What research cannot do for policymakers, however, is make their decisions for them. Every difficult decision regarding the health policy agenda— indeed, all policy decisions—ultimately rests with policymakers.
The existence of problems that require decisions and alternative possible solutions to them are two prerequisites for use of the classical, rational model of decision making outlined in Figure 5.3. This decision-making model reflects the basic pattern of the organizational decision-making process typically followed in both the private and public sectors in the United States. However, differences in the use of this model in the two sectors typically arise when the criteria to be used in evaluating alternative solutions to problems are introduced.
Some of the criteria used in evaluating and comparing alternative solutions in both the private and public sectors are, of course, the same or similar. For example, the criteria set in both sectors usually includes consideration of whether a particular solution will actually solve the problem; whether it can be implemented within available resources and technologies; its costs and benefits relative to other possible solutions; and the results of an advantage-to-disadvantage analysis of the alternatives.

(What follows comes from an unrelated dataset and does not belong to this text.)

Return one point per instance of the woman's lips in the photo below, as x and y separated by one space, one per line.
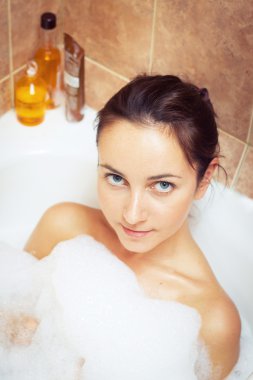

In both private and public sectors, high-level decisions have scientific or technical, political, and economic dimensions. The scientific or technical aspects can be made more difficult to factor into decisions when the evidence is in dispute, as it often is (Atkins, Siegel, and Slutsky 2005; Steinberg and Luce
2005). The most pervasive difference between the criteria sets used in the two sectors, however, is the variation in the roles played by political concerns and considerations. Decisions made by policymakers in the public sector must reflect much greater political sensitivity to the public at large as well as to the preferences of relevant individuals, organizations, and interest groups than most decisions made in the private sector. This helps explain the considerable importance of the third variable in agenda setting in the health policymaking process, political circumstances.